Facebook alleges that the hackers’ built websites that mimicked popular Uyghur and Turkish news sites, but which contained code that installed malware on users’ devices — so-called “watering hole” attacks. They also compromised legitimate sites that carried the code, and impersonated journalists and human rights advocates in order to trick activists into clicking on malicious links. Users of Android devices were directed to download software, including dictionaries and prayer apps, which contained malware. Facebook said the targets were “activists, journalists and dissidents predominantly among [Uyghurs] from Xinjiang in China primarily living abroad in Turkey, Kazakhstan, the United States, Syria, Australia, Canada and other countries.”

Jawdat doesn’t think he clicked on anything suspicious, but he can’t be sure. “It really makes me scared. Facebook has access to all our information, like pictures, contacts, phone calls. Everything on the phone,” he said. He never posts anything about his children or family in the US on social media.“But now if they have access to all the contents of my phone, they know about my kids, my family, everything I do.”

This is not the first time that Chinese state-backed hackers have targeted Uyghurs. In 2019, researchers from Google Project Zero identified several compromised websites that exploited a security weakness in iPhones and which were being used for watering hole attacks. Apple later confirmed that the targets had been Uyghurs. 

“It seems like there is some group, either state-sponsored or actually in the Chinese government that really cares a lot about keeping tabs on the Uyghur population,” said Tom Uren, a senior analyst with the International Cyber Policy Centre at the Australian Strategic Policy Institute.

“It seems like there is some group, either state-sponsored or actually in the Chinese government that really cares a lot about keeping tabs on the Uyghur population.”

The Chinese government is facing increasing pressure from the international community over its incarceration of more than a million Uyghurs in “re-education” camps, prisons and forced labor facilities. The government has tried to restrict information about human rights abuses — which experts say meets the threshold for cultural genocide — from leaking out of the country, barring journalists from entering the region, censoring discussions about it on social media and threatening exiles and their families to prevent them from talking openly about the camps.

However, in part because of activists like Jawdat, the abuses taking place in Xinjiang are being widely reported. Multinational companies, including H&M, Nike and Apple have been forced to examine their supply chains to ensure that they are not indirectly using Uyghur forced labor. Several governments, including the European Union, U.S. and U.K have sanctioned Chinese individuals connected to the camps.

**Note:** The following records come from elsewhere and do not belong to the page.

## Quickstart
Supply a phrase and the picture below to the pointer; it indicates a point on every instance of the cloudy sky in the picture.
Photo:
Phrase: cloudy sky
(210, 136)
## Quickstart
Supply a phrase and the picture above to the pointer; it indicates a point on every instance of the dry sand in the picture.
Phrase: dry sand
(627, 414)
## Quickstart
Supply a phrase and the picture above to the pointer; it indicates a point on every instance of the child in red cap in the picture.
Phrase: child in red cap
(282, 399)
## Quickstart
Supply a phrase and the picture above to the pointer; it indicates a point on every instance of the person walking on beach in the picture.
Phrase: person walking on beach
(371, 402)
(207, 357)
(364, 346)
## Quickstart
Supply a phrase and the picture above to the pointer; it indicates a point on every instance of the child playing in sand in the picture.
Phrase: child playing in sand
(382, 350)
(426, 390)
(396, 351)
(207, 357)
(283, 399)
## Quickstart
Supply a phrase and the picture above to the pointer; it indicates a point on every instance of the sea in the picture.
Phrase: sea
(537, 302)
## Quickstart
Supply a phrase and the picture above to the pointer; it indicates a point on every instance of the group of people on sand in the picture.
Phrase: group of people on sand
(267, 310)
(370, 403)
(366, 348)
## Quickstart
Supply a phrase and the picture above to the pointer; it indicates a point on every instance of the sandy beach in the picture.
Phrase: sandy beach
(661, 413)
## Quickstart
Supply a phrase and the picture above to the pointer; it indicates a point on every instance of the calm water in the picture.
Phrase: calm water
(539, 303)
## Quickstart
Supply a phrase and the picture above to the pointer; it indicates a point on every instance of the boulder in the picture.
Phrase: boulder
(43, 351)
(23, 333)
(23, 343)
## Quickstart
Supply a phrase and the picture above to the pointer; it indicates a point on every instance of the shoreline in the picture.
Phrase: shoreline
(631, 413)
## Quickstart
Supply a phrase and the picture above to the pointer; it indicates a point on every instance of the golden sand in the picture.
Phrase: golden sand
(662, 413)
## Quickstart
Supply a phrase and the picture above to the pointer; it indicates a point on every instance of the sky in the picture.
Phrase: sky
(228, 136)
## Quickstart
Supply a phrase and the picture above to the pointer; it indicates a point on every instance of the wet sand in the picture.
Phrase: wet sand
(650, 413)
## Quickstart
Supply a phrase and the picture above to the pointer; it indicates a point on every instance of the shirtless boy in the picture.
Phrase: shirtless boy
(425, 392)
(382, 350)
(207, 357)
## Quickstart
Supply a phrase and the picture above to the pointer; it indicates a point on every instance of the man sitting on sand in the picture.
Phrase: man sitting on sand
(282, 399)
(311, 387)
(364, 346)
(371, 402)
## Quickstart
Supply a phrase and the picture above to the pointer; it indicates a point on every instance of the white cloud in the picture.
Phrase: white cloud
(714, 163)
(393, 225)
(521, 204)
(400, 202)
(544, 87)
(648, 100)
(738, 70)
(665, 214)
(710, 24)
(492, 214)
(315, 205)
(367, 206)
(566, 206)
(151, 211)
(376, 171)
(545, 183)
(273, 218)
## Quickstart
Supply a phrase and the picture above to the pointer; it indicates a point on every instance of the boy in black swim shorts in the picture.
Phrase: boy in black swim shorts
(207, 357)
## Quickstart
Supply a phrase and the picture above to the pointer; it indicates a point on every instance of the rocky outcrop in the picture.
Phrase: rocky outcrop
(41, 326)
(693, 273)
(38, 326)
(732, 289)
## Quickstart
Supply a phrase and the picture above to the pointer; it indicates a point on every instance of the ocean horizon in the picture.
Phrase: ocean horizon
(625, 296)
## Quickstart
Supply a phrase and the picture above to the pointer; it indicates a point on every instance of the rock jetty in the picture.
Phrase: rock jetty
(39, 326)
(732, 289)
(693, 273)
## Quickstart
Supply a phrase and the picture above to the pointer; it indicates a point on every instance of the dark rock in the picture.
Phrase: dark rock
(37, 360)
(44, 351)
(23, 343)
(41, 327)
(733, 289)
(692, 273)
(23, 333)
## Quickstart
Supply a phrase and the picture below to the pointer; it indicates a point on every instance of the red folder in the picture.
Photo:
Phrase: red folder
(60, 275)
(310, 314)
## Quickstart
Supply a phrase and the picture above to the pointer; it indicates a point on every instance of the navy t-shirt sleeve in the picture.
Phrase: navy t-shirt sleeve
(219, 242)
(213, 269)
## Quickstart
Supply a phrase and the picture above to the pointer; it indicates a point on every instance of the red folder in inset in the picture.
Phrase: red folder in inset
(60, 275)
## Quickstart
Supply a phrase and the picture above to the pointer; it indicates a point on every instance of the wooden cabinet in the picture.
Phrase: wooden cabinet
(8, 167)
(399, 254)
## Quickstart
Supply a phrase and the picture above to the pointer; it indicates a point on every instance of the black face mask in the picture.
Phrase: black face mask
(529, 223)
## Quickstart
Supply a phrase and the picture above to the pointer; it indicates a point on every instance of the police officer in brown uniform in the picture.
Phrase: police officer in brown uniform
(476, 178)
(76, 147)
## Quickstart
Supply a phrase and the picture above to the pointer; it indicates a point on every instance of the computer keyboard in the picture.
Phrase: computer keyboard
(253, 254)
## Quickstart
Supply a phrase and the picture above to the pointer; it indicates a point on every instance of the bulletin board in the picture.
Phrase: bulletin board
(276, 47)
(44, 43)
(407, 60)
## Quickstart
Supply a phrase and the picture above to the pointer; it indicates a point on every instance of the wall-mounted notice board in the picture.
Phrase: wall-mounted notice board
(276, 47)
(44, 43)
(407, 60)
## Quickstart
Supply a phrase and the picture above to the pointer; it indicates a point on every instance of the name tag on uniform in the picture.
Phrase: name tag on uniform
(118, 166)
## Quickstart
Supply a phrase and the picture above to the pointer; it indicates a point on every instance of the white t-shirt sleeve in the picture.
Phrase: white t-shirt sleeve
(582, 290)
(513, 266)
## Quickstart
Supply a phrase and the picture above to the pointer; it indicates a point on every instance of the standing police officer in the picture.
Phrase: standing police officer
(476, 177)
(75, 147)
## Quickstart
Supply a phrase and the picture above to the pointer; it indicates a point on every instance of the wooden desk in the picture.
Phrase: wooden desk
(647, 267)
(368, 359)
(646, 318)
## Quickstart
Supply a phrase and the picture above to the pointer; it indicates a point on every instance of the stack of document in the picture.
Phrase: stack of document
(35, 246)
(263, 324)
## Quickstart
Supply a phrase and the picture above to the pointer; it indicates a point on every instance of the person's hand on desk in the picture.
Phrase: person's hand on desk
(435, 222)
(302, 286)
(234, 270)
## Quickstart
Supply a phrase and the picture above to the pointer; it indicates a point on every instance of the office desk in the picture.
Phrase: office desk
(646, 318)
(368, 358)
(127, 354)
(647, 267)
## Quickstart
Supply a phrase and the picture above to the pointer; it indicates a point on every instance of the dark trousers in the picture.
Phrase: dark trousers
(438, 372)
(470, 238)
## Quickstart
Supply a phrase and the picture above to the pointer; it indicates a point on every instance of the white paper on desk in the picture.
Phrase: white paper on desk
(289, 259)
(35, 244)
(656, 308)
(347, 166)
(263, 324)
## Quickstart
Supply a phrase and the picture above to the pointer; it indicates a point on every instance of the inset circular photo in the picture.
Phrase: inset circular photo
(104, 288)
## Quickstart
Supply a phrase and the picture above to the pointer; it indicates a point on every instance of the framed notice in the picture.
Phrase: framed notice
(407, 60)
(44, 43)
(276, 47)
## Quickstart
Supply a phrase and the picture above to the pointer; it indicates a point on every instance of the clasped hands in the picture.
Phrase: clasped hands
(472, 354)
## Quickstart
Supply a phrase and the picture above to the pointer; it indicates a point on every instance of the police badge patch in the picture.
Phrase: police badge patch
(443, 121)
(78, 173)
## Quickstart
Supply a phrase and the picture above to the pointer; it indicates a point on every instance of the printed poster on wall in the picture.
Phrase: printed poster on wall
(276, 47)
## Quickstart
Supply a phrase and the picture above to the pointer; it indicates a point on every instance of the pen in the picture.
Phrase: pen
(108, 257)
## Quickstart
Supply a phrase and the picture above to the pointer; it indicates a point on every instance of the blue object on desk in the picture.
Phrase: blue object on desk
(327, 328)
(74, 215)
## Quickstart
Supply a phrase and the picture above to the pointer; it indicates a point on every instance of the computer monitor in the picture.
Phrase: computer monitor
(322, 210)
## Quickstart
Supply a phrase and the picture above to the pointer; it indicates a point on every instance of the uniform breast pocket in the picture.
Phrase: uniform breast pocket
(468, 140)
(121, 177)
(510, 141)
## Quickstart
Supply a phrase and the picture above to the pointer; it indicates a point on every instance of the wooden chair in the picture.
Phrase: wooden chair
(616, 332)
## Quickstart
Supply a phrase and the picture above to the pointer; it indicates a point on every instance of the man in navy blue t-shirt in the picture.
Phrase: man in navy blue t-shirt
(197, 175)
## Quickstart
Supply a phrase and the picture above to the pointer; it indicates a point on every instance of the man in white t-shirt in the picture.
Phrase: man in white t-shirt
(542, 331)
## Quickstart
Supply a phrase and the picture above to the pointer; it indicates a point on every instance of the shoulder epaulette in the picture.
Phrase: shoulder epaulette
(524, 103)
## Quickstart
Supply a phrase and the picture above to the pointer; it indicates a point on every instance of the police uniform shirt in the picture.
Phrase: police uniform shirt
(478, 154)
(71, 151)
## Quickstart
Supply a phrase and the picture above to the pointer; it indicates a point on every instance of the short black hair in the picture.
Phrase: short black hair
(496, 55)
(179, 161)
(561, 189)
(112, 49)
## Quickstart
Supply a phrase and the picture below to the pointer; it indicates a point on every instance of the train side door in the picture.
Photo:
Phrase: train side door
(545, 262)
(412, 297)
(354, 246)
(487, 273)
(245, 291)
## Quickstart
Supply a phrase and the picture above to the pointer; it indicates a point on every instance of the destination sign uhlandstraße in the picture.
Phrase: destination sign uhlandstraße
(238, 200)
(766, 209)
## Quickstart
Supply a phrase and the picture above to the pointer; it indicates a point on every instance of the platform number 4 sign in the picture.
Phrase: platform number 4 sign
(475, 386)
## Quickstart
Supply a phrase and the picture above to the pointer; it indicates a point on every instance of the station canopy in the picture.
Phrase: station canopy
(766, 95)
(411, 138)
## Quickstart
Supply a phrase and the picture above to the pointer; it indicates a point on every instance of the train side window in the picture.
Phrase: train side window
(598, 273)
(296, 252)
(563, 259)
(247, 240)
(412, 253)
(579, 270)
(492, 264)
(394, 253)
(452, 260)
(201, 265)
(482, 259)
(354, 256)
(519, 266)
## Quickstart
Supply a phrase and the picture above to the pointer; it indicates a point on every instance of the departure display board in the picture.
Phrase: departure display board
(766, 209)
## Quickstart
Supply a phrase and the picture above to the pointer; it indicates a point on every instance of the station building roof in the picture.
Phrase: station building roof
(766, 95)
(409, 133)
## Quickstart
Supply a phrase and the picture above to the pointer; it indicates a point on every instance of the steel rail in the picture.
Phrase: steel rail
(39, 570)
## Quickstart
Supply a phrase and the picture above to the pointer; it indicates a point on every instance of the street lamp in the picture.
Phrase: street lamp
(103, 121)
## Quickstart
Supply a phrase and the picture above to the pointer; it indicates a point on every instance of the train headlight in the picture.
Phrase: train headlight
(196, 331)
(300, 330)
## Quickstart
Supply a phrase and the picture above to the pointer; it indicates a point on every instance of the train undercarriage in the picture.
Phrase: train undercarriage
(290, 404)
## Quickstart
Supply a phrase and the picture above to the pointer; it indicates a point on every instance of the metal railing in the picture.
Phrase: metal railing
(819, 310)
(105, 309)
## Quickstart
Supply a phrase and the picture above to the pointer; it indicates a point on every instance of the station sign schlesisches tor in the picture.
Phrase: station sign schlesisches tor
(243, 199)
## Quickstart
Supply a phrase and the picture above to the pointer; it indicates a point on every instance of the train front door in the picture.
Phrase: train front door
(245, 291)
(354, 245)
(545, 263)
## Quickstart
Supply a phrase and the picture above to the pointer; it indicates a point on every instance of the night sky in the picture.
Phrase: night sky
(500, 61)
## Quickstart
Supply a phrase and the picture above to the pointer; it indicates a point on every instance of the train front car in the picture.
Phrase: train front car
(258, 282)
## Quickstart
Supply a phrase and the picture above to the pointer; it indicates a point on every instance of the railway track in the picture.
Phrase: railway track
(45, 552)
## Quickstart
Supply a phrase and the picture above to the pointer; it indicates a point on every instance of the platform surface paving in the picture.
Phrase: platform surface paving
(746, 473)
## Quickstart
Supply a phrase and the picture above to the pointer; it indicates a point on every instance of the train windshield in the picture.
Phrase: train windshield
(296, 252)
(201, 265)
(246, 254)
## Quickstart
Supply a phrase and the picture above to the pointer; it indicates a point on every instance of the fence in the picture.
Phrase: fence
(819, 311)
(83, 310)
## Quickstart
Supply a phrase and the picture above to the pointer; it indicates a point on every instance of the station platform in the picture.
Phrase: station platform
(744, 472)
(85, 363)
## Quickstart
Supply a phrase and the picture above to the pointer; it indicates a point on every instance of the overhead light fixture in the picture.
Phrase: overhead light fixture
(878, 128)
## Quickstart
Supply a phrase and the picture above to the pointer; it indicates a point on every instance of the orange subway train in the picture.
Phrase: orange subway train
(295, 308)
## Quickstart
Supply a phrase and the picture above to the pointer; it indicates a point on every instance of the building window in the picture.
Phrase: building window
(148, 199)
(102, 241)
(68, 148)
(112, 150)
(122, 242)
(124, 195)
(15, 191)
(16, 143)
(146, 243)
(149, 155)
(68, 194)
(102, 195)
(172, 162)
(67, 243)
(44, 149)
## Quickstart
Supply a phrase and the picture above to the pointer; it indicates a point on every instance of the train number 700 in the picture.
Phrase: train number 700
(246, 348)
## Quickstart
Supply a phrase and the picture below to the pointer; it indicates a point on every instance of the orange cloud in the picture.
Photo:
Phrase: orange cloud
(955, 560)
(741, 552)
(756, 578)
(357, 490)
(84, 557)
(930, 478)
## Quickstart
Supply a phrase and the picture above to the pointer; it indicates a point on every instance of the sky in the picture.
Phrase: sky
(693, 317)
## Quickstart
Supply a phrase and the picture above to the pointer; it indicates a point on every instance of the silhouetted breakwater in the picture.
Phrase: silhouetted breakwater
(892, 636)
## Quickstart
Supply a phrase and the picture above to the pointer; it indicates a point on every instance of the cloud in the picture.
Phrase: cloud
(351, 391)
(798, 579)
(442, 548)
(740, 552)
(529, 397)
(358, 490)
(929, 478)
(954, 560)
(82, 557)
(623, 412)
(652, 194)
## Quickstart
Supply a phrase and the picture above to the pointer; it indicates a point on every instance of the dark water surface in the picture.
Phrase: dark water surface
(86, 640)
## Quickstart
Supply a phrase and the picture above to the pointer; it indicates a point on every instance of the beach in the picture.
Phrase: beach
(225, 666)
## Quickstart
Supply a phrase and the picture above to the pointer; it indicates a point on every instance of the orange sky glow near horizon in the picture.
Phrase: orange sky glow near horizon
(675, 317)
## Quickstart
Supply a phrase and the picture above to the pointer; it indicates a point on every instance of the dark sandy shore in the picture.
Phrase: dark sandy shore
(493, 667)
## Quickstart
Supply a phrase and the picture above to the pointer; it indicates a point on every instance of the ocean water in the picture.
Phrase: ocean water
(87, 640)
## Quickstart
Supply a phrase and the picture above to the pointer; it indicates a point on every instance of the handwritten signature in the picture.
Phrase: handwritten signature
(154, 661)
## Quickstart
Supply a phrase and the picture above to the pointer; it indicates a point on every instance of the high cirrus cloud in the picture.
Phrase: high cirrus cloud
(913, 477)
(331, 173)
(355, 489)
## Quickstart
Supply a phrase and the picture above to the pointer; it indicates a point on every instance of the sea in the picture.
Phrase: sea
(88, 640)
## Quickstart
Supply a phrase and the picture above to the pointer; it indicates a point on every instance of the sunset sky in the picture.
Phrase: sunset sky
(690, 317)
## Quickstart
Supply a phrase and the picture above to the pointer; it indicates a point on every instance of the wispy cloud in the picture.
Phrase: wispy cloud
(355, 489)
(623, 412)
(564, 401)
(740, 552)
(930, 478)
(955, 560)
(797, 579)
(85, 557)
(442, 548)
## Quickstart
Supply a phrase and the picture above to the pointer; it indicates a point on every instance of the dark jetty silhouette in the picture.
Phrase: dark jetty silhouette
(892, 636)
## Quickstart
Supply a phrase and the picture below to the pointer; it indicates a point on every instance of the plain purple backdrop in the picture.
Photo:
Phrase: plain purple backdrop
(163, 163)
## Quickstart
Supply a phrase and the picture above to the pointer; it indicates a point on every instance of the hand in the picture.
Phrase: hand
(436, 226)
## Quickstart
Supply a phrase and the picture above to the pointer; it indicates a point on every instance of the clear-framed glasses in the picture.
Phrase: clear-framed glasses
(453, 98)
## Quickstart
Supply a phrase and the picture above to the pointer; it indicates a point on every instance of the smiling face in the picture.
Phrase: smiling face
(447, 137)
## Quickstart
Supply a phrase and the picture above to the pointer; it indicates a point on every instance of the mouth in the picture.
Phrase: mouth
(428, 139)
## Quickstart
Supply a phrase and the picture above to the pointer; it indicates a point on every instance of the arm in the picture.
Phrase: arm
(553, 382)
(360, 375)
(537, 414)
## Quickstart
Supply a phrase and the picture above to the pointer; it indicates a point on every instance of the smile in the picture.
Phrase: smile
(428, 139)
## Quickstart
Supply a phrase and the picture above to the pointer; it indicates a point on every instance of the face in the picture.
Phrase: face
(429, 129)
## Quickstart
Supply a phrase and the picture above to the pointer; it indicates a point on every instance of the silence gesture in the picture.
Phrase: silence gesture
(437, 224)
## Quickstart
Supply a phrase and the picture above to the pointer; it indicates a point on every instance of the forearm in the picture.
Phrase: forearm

Uren said that the sophistication of the hack suggests that the Chinese government is investing heavily in its surveillance of overseas Uyghur communities. 

“They are obviously spending a lot of effort on what would be extremely valuable bugs,” he said. “The kind of bugs that they’re talking about would really be worth a lot, because they’re low interaction iPhone bugs, which have been traditionally quite hard to find… it just indicates what their priorities are.”

Jawdat isn’t sure what to do now. Certainly, he needs to get a new phone, and delete his social media apps. “It’s really hard. Everything is connected to each other. It’s really hard to live without those apps on your phone,” he said. “I don’t know how much information they already have. Even changing your phone, changing your phone number, cutting off everything like social media, I don’t know if there’s any use [to] it.”

But, he said, the response from the Communist Party reassures him that he is landing blows through his activism. He recalled some of the worst moments of his campaign to free his mother, including when she was moved to a jail after his meeting with Pompeo. He kept speaking up, and, eventually, his mother was released. “I decided that my actions, my words, were making some impact on them,” he said. “That’s why I was being pressured.”